The steps vary slightly depending on your platform:
- WordPress: Use a plugin like Insert Headers and Footers, paste the script into the Footer section, and save.
- Squarespace: Go to Settings → Advanced → Code Injection → Footer and paste the script there.
- Wix: Open your site editor, go to Settings → Custom Code, and add the script to the body of all pages.
- Webflow: In your project settings under Custom Code, paste the script into the Footer Code section.
- Shopify: Edit your theme's
theme.liquidfile and paste the script before</body>. - Custom HTML site: Paste the script directly before the closing
</body>tag on any page you want the widget to appear.
Once the script is on your site, the widget goes live immediately. Open your website in a browser and you should see it in the corner.
Your dashboard
Once you're set up, your dashboard gives you a live view of everything happening on your website. Here's a quick overview of what's available.
Leads
Every time a visitor shares their name and contact details during a conversation, a lead is automatically created and added to your pipeline. The leads page uses a Kanban board with four columns: New, Called, Booked, and Not interested. Drag leads across columns as you follow up to keep track of where each one is at.
Conversations
The conversations page shows every chat session your widget has had. Click any conversation to read the full transcript. This is useful for spotting gaps in your knowledge base — if Maggie gave a vague answer to a question you see repeatedly, add a specific FAQ for it.
Analytics
The analytics page shows your conversation and lead volume over the last 30 days, average messages per conversation, lead conversion rate, device breakdown, and traffic sources. This helps you understand where visitors are coming from and which channels are driving the most engaged traffic.
Settings
The settings page is where you can update your business name, retrieve your widget install code if you need it again, configure lead notification emails, and optionally set up a webhook to push lead data to another system. The widget live preview on the right lets you see changes in real time before anything goes live on your site.

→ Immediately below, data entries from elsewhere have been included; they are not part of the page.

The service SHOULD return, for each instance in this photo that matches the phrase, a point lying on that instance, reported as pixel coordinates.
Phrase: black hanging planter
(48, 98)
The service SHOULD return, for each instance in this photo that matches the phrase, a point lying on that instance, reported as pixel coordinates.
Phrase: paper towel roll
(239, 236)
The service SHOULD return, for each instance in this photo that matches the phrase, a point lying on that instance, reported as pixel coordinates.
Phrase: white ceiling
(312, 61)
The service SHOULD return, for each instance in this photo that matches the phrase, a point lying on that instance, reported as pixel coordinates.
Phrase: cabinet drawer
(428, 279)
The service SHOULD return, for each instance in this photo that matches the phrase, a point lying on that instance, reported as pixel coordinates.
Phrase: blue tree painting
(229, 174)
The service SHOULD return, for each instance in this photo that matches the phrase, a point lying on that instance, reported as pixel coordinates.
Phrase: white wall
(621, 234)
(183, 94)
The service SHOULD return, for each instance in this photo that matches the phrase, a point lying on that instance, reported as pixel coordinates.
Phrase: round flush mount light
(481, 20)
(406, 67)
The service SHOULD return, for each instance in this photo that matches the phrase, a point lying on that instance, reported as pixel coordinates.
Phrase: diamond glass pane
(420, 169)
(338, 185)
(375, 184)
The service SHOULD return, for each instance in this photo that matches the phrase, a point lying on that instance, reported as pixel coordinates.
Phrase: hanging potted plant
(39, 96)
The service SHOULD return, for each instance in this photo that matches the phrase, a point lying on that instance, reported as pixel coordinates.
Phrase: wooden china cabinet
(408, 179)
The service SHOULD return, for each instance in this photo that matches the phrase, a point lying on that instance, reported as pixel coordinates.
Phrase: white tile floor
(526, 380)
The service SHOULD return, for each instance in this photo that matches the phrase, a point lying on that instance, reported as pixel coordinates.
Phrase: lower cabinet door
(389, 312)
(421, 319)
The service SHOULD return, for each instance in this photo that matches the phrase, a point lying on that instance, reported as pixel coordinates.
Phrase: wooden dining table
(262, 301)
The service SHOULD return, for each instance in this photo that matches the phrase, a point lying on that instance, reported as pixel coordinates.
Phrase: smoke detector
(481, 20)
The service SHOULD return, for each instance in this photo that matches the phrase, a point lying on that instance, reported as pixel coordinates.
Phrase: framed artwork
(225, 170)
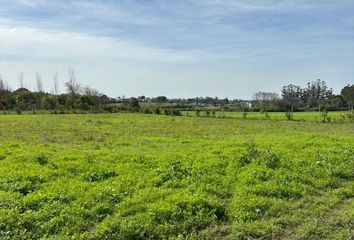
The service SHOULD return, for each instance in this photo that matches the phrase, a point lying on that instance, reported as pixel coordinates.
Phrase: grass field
(136, 176)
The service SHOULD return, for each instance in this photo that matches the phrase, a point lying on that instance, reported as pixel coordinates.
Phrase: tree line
(315, 96)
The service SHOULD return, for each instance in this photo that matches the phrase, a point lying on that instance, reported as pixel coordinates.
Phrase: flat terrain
(134, 176)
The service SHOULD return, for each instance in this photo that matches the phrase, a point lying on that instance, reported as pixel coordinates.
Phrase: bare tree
(73, 88)
(55, 83)
(39, 83)
(20, 80)
(2, 84)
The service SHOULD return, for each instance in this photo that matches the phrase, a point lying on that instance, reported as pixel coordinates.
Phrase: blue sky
(186, 48)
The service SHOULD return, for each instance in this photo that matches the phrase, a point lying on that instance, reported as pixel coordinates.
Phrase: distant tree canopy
(314, 96)
(348, 95)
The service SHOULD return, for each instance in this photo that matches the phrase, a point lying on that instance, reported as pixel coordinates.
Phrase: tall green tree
(348, 95)
(291, 94)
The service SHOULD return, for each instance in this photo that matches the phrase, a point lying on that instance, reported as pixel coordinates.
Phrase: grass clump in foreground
(131, 176)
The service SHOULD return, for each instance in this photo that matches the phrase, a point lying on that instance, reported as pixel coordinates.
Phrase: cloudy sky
(185, 48)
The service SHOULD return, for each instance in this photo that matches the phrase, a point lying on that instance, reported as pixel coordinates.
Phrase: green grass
(135, 176)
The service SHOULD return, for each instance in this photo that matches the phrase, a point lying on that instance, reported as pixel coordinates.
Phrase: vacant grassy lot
(132, 176)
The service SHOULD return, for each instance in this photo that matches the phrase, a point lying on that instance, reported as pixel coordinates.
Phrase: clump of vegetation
(42, 159)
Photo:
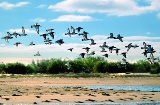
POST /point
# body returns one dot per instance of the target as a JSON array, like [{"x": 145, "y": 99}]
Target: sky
[{"x": 137, "y": 21}]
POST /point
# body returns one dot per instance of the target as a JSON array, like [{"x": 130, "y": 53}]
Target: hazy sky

Optional: proactive messages and quick replies
These two features are off by default but worth turning on once you've got the basics running.
Proactive message bubble
Instead of sitting quietly in the corner, the widget can send a proactive message to visitors after a few seconds on the page — something like "Got questions? I'm here to help." This significantly increases the number of visitors who start a conversation, particularly on high-intent pages like your services or pricing page.
Quick replies
Quick replies are buttons that appear when the widget opens — common questions visitors can tap rather than type. Things like "What are your fees?", "How do I book?", or "Are you available today?" make it easier for visitors to get started, especially on mobile. You configure these in your knowledge base settings.
A few things worth knowing
- Keep your knowledge base current. If you change your hours, add a service, or update pricing, update the knowledge base to match. Outdated information leads to outdated answers.
- Test it yourself. Open your website as a visitor would and ask the questions your customers ask. Gaps in the knowledge base show up quickly this way.
- Check the conversations tab regularly. The full transcripts tell you what visitors are actually asking. Use that to improve your FAQs over time.
- Notification emails keep you responsive. Enable lead notifications in settings so you're alerted as soon as someone leaves their details — faster follow-up means more conversions.
The businesses that get the most out of Hello Maggie aren't the ones with the fanciest websites — they're the ones who took the time to write a thorough knowledge base and check in on their conversations.